Parker Institute for Cancer Immunotherapy

Big Money, Fresh Approaches, Bold Methods

  • Medicine & Health
  • 2016

From his Facebook proceeds, Sean Parker donated $250 million in 2016 to found an unusual cancer institute. It will focus tightly on using the body’s own immune system to fight tumors. Until very recently, notes Parker, immunology was “the red-headed stepchild of the oncology world. There was a dedicated band of scientists who were convinced that the immune system played an important role in cancer, but they were essentially refugees from the cancer establishment.” Now they’ll have a chance to pursue their theories.

Even more than the huge pile of money Parker put up, or the bleeding-edge science he is supporting, it is likely to be the business-like philanthropic method he applied that separates his efforts from others.
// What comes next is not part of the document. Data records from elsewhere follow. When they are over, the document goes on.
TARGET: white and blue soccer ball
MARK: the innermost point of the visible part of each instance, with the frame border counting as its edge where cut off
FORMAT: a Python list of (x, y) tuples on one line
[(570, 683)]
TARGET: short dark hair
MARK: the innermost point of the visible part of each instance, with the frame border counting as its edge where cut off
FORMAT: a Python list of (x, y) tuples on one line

Parker insisted that all scientists receiving his money must coordinate their work in order to avoid duplication, and speed practical progress from research lab to treatment clinics. Neither bureaucracy nor prima donna personalities will be allowed to encumber transfer of information among the 40 labs in six institutions (ranging from UCLA to Penn to the M.D. Anderson Cancer Center). The cooperative network Parker set up will propose research agendas, collect and share data on results, establish the necessary clinical trials, and handle all licensing of useful technologies and ideas so companies can bring them to market quickly. The network is also establishing direct partnerships with 30 private companies with valuable expertise, and with several patient-advocacy groups.
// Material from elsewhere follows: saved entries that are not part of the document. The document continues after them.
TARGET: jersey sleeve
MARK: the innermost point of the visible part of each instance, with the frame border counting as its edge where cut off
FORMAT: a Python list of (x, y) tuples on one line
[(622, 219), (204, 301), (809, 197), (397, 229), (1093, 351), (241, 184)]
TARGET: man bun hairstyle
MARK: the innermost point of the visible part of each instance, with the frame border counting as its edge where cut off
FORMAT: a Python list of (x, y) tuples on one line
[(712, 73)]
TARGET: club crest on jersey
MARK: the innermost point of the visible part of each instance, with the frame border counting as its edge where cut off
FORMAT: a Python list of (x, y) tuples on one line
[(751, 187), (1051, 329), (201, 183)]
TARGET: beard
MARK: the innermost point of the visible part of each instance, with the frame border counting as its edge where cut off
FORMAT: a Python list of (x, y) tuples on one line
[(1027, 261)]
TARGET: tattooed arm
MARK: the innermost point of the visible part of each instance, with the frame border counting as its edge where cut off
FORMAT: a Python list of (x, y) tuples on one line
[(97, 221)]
In explaining his effort to chop down intellectual barriers, Parker says that philanthropy is not “giving away money so much as trying to solve a set of not-easily-addressable problems.” He told the Financial Times that if you “form a scientific advisory board composed of the luminaries in the field—who are all at that point the establishment—and then you let those people determine how your resources are going to be allocated, you’re going to end up doing essentially more of the same thing that everyone else is doing.” Smart philanthropy often looks instead for roads not taken and new tacks by fresh thinkers. There are topics and approaches, summarizes Parker, that are “either too far ahead, or they’re unpopular for some reason, or the establishment isn’t yet interested, where private philanthropists can step in and have a huge impact.”

Parker says the slow “incrementalism” that has “taken hold of” academic science in many places is a symptom of the tendency of government agencies to fund only sure things. Most government research grants “aren’t really that interesting” because they are channeled to “the things that are already so obvious, experiments where the outcome is already so predictable.” The many top researchers who have decided to participate in Parker’s venture apparently agree. They say its flexible mechanisms and funding will allow them to pursue riskier, harder, longer-term, more radical ideas than government grants would allow.

The Parker Institute for Cancer Immunotherapy is but one of many recent mold-breaking creations by philanthropists frustrated with the conventional and risk-averse research that flows from much public funding. Paul Allen’s three innovative research institutes (see 2003 entry in this section, plus separate 2014 and 2016 entries), Bill Bowes’s special faculty funds (2016 item nearby), the genome center created by Russell Carson and James Simons (also nearby under 2016), Bill Gates’s innovative malaria vaccine consortium (2011 entry), Larry Ellison’s attempt to promote discipline-mixing in medicine (1997 entry), and the self-contained Janelia Farm campus set up by the Howard Hughes Medical Institute (see 1953 Medical entry) are similar efforts to avoid stifling effects that are often connected to conventional government-funded medical research. Other donors like Peter Thiel, Mark Zuckerberg (2016 entry on Prosperity list), and Sergey Brin are likewise promoting fresh ways of organizing research, and depending as much on their management insights as on their money to create medical-science breakthroughs.